Allgemein ist die Türkei weniger für Horrorfilme bekannt, ein Mitgrund, warum Evrenol in seinem ersten Feature-Film sehr frei aufspielen kann. Dabei hält er sich zwar an Konventionen des Genres und orientiert sich an Vorbildern wie dem italienischen Großmeister des Horror- und Giallofilms Dario Argento, Altmeister John Carpenter und Schreckensikone Clive Barker, weiß aber auch seine ganz eigene Bildsprache geschickt in diesem übernatürlichen Blick in die Finsternis unterzubringen.

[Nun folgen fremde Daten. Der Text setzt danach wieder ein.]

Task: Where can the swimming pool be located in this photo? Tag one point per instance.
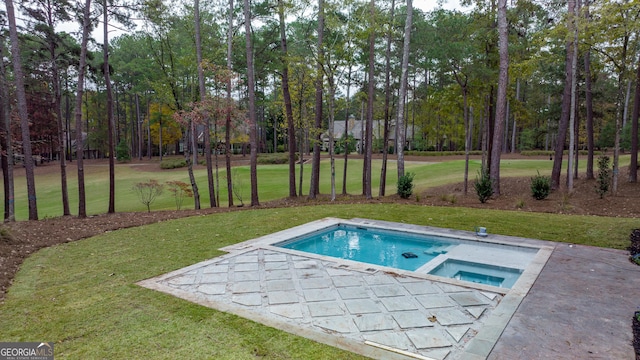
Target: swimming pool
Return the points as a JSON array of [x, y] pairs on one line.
[[398, 250], [461, 258]]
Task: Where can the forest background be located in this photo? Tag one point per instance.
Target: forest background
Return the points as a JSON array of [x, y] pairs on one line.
[[214, 78]]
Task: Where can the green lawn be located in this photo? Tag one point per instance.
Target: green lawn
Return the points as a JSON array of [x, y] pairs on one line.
[[272, 182], [83, 296]]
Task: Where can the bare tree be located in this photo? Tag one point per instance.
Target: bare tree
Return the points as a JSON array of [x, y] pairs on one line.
[[566, 107], [22, 110], [387, 101], [400, 128], [6, 141], [633, 166], [253, 136], [110, 119], [368, 148], [203, 95], [288, 110], [501, 101], [315, 167], [227, 135], [588, 100], [86, 26]]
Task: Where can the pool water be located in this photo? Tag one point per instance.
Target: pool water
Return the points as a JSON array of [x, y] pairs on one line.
[[478, 273], [379, 247], [498, 265]]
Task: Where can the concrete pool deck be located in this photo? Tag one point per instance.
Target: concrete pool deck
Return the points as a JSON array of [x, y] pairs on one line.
[[397, 314]]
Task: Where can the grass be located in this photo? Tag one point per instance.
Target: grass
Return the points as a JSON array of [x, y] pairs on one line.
[[272, 182], [82, 295]]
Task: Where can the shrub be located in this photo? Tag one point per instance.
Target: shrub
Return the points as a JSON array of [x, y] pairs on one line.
[[276, 158], [405, 185], [173, 163], [483, 186], [604, 176], [148, 192], [540, 186], [180, 190], [122, 151]]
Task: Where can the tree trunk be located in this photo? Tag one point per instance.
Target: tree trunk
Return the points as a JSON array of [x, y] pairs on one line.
[[288, 109], [572, 114], [633, 165], [139, 122], [566, 105], [22, 110], [227, 132], [203, 96], [400, 128], [368, 149], [6, 142], [188, 137], [110, 120], [514, 127], [387, 101], [588, 101], [468, 145], [501, 101], [57, 105], [346, 134], [616, 146], [467, 137], [86, 26], [314, 188], [332, 94], [253, 136]]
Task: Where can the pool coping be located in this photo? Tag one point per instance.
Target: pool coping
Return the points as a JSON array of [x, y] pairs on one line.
[[480, 345]]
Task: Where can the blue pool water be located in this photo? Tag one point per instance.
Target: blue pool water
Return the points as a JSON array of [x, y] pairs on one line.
[[411, 251], [379, 247], [478, 273]]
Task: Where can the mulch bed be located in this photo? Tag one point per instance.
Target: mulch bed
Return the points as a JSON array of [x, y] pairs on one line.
[[634, 249], [636, 334]]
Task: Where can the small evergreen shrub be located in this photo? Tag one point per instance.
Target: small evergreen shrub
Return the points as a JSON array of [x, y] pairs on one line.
[[603, 181], [540, 186], [405, 185], [483, 186]]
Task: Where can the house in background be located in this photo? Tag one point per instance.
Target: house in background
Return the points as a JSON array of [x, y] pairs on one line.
[[356, 129]]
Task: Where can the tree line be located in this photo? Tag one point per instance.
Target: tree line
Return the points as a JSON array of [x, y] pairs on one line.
[[205, 79]]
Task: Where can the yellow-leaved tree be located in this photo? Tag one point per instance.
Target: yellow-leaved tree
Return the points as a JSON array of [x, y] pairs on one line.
[[164, 129]]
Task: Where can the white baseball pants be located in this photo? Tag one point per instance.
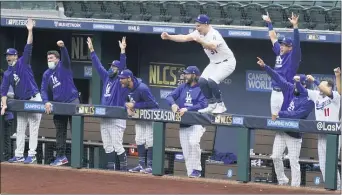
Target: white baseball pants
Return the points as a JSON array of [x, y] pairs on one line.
[[218, 72], [112, 131], [33, 119], [277, 99], [190, 138], [322, 152], [281, 141], [144, 133]]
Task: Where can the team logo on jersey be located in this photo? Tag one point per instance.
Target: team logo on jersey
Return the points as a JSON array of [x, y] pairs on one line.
[[188, 99], [108, 87], [55, 82]]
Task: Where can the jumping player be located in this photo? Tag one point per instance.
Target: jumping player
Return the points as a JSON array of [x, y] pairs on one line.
[[189, 98], [19, 75], [296, 106], [140, 97], [222, 61], [58, 81], [112, 130], [288, 54], [327, 108]]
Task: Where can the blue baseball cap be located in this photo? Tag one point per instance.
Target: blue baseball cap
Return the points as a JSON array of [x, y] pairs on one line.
[[11, 51], [203, 19], [192, 70], [125, 74], [286, 41]]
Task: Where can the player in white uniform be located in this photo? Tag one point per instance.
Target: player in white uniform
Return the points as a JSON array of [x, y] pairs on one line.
[[327, 107], [222, 61]]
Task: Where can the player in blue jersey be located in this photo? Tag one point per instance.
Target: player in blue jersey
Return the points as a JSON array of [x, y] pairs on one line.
[[20, 76], [59, 82], [189, 97], [297, 105], [112, 130], [140, 97], [288, 54]]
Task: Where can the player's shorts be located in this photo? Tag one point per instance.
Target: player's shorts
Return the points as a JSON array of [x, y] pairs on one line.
[[219, 71]]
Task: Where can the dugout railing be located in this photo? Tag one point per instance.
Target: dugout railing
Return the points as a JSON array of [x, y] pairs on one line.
[[242, 124]]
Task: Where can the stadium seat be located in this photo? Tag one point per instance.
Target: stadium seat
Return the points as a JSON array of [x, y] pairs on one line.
[[172, 11], [73, 9], [326, 4], [334, 17], [317, 18], [112, 10], [192, 10], [133, 10], [277, 14], [214, 11], [152, 11], [253, 12], [233, 12], [298, 10]]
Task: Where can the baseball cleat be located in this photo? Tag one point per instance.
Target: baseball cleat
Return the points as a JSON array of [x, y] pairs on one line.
[[208, 109], [60, 161], [16, 159], [136, 169], [30, 160], [195, 174], [220, 108], [147, 170]]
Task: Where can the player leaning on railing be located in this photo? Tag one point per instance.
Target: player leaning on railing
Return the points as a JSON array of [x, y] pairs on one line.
[[20, 76]]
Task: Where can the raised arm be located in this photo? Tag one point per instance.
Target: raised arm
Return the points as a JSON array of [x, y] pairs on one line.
[[96, 61], [178, 38], [202, 103], [65, 58]]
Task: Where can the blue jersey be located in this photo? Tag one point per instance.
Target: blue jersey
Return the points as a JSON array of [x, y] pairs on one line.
[[294, 107], [20, 77], [112, 92], [287, 64], [187, 96], [59, 81], [141, 96]]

Und finster geht es in „Baskin“ an jeder Ecke zu, denn die Friedhofsschicht einer Streife aus fünf Polizisten endet in einer grausamen schwarzen Messe. Zwar treten die das Kinoplakat zierende Schlüssel- und Schlosssymbolik erst sehr spät in Erscheinung – letzterer in Form eines antiken Türöffners, entnommen der aufgeschlitzten Kehle eines der Charaktere – und der tatsächliche Schlüssel zu der übernatürlichen Geschichte bleibt nicht übermäßig aufmerksamen Zuschauern eventuell völlig verborgen, aber der vibrant und hochwertig inszenierte Schocker bietet Genrefans alles, wonach es diesen dürstet.

(Foto: screenshot)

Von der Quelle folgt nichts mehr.